Solving large exponents

Question

I have a problem that I have been working on and I am a little bit stuck on it.

We are given that $5^a = 1500$ and that $3^b = 3,333,333,333$

We are then given three different choices and told to select all that apply.

The choices are:

$ab \gt 3$

$a \gt b$

$2a \gt b$

I am a little bit confused how we solve for $a$ and $b$ given that the exponents are so large and we cannot use a calculator. Is there a quick way to find these values? Do we even need to know them to address the below relations (just the general magnitude)?

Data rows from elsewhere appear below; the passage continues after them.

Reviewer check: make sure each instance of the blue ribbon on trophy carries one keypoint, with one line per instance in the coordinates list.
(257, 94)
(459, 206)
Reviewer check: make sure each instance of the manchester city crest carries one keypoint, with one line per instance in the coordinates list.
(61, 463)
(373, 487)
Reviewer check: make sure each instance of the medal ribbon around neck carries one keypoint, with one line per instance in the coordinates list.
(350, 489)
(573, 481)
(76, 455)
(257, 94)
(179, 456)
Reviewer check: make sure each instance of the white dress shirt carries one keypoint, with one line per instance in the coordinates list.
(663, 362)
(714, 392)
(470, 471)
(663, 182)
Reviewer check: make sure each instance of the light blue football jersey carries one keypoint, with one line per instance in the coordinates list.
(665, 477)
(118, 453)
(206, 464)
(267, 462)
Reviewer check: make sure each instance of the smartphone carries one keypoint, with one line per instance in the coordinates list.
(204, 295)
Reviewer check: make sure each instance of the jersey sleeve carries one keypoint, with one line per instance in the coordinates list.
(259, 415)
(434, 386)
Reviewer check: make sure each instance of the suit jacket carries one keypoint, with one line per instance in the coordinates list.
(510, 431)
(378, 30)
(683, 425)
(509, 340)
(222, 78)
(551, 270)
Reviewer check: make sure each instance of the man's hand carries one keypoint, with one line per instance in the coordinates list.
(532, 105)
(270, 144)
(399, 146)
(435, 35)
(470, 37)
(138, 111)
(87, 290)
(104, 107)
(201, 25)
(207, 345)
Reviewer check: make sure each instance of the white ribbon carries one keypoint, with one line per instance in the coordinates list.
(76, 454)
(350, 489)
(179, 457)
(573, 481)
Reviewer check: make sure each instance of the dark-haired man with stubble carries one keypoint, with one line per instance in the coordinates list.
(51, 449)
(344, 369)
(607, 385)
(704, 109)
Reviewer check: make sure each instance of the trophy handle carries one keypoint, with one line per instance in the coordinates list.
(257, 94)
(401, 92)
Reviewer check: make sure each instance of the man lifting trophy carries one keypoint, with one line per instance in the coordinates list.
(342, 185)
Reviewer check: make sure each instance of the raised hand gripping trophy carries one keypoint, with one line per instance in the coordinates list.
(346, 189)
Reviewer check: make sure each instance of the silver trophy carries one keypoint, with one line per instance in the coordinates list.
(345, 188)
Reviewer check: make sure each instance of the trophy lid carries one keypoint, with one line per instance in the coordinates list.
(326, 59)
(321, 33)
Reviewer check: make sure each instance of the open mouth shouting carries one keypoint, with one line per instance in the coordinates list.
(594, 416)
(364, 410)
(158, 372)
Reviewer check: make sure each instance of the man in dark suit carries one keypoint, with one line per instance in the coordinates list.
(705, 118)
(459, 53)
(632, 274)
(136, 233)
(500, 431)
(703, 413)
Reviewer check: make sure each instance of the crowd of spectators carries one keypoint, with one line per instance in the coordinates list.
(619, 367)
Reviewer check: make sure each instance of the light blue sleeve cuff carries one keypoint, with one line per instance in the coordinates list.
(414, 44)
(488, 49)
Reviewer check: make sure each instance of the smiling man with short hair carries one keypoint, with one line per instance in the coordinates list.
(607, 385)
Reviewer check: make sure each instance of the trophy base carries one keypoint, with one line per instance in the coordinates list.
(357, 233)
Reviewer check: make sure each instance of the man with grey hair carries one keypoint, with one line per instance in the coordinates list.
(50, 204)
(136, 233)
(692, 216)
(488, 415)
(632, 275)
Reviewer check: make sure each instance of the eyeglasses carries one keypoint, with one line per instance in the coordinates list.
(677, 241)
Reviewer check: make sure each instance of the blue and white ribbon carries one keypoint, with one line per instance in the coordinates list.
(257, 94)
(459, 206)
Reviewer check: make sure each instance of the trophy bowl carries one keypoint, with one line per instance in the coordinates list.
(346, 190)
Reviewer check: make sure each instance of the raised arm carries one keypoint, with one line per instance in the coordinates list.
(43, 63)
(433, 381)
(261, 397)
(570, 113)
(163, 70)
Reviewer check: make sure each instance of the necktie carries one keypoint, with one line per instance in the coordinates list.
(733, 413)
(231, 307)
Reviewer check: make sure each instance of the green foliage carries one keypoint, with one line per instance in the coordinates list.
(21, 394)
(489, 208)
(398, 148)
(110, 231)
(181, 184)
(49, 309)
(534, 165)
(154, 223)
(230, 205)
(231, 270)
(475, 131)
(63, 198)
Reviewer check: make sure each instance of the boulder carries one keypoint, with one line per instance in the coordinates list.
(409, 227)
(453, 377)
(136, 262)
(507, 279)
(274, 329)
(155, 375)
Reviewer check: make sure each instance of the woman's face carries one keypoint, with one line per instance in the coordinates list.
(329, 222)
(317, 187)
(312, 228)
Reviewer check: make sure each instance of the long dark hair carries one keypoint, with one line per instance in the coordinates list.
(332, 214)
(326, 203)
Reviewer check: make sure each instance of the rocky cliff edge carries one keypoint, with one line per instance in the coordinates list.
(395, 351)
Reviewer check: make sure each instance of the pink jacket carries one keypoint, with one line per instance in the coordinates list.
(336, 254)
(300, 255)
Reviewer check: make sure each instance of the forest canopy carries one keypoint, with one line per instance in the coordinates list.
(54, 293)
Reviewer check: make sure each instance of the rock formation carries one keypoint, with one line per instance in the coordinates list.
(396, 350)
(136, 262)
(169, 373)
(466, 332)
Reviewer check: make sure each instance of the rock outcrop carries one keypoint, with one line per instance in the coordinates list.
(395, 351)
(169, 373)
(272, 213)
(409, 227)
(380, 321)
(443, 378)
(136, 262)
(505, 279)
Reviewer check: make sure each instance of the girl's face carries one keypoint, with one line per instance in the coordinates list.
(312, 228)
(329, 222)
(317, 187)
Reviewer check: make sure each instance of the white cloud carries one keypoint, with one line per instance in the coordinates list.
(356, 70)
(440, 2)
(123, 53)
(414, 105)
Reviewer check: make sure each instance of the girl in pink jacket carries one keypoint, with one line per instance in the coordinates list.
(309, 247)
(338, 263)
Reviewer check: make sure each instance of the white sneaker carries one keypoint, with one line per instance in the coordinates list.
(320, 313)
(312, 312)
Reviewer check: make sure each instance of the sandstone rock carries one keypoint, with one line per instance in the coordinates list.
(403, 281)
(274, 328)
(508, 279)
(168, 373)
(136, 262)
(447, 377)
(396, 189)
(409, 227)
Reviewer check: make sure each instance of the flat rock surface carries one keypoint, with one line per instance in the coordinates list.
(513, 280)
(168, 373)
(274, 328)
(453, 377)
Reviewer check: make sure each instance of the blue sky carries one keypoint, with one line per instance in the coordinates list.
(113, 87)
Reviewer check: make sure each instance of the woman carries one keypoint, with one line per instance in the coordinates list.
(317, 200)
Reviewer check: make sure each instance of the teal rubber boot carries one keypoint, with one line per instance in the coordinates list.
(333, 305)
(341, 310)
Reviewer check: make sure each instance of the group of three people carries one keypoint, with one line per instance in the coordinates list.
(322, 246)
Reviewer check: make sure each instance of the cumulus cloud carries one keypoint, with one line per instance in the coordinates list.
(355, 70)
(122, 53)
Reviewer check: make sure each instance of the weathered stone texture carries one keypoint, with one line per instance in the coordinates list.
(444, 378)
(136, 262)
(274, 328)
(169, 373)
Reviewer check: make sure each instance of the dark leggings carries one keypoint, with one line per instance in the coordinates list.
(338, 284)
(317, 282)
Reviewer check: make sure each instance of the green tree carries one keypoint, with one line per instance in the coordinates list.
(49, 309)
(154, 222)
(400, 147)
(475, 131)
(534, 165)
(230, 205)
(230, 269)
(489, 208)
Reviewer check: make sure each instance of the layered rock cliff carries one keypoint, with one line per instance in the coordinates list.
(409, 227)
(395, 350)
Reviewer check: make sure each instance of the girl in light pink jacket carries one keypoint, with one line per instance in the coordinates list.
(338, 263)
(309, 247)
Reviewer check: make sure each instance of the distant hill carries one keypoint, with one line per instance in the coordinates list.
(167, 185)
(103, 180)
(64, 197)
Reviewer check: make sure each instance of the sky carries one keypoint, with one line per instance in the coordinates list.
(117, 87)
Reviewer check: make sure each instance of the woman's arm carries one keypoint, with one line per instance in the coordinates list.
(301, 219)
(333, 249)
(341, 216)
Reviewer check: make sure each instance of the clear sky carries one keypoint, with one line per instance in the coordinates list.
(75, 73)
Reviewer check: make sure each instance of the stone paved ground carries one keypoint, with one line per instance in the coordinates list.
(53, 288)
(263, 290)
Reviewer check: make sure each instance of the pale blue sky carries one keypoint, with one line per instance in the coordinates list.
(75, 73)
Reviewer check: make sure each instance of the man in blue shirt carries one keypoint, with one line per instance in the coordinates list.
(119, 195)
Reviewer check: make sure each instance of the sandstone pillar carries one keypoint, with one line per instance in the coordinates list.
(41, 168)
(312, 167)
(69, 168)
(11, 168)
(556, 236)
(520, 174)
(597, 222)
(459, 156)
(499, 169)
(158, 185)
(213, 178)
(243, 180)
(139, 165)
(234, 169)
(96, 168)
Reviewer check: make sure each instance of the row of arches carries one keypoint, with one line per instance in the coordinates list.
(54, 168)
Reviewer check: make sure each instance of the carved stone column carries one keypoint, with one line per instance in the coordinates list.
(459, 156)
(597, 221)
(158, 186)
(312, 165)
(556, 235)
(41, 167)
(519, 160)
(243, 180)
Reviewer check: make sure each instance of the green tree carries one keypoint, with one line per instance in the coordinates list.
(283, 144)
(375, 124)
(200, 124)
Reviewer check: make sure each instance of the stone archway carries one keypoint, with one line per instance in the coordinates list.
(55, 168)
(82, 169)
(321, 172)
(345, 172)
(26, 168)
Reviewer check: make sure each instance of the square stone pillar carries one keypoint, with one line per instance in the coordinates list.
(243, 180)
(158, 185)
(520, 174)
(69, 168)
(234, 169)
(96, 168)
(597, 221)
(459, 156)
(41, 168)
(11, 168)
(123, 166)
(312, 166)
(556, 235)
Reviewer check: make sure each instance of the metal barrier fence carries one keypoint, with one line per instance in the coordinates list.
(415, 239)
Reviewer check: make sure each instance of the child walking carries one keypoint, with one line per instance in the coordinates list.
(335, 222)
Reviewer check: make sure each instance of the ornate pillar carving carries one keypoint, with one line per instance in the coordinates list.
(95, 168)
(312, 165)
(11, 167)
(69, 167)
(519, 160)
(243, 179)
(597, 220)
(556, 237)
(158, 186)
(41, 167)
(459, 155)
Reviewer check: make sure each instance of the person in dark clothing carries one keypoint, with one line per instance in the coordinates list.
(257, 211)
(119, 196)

Tentatively, I am thinking this might involve some sort of prime factorization here as a first step? I am a little bit stuck, so any guidance, hints, or links to resources would be greatly appreciated.

Answer 1

You don't need to find $a$ and $b$ exactly to answer this question. You just need an estimate.

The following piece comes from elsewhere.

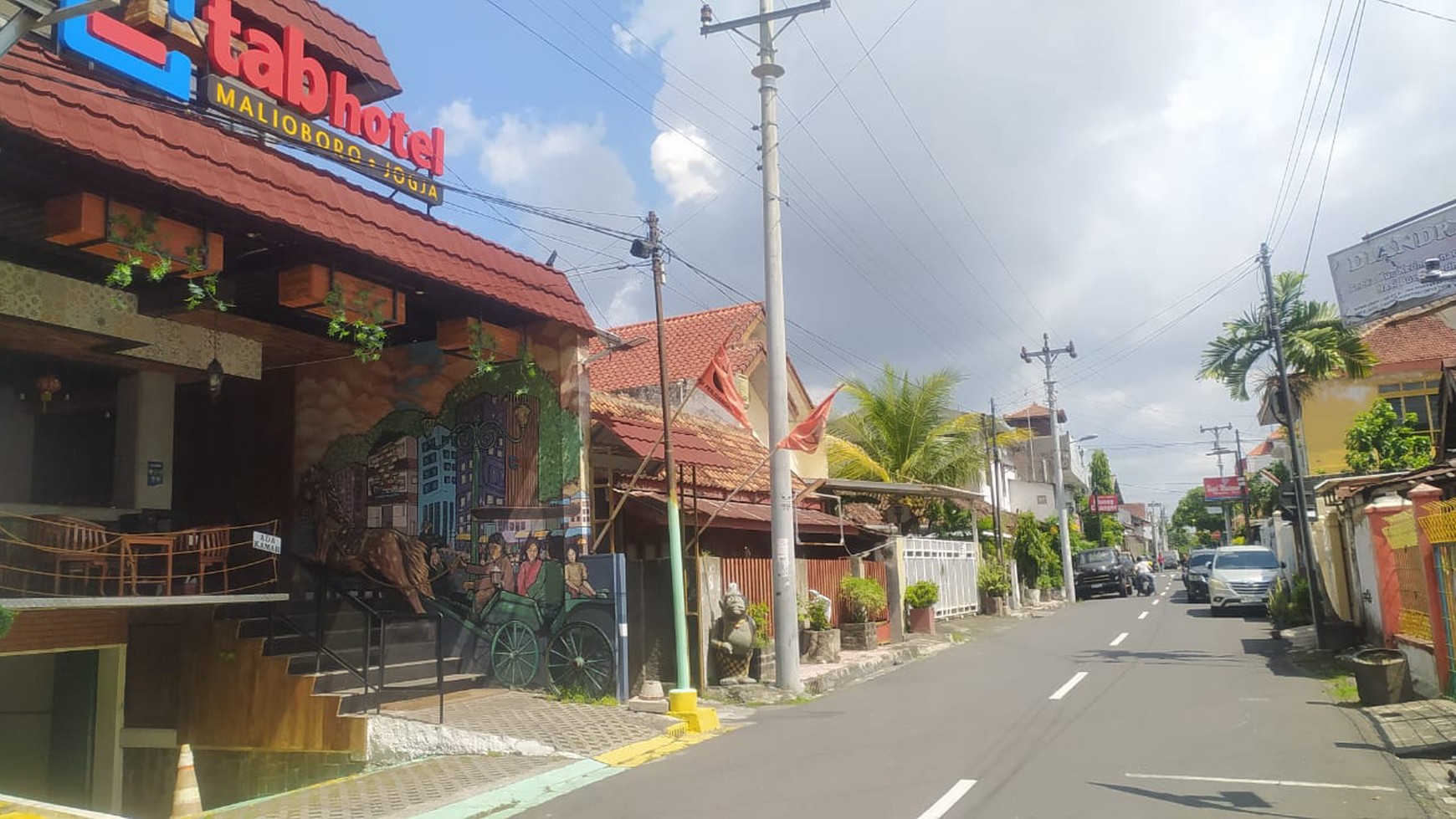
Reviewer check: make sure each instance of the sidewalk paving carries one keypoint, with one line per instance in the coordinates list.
(572, 745)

To estimate $a$, try computing $5^1, 5^2, 5^3, \ldots$ and use this to bound $a$ between two integers.

To estimate $b$, notice that $3^{b+1} = 3 \cdot 3^b = 3 \cdot 3333333333 = 9999999999 = 10^{10}-1$. Since $3^2 = 9 < 10$, we have $3^{20} = 9^{10} < 10^{10}-1 = 3^{b+1}$. What does this tell you about $b$?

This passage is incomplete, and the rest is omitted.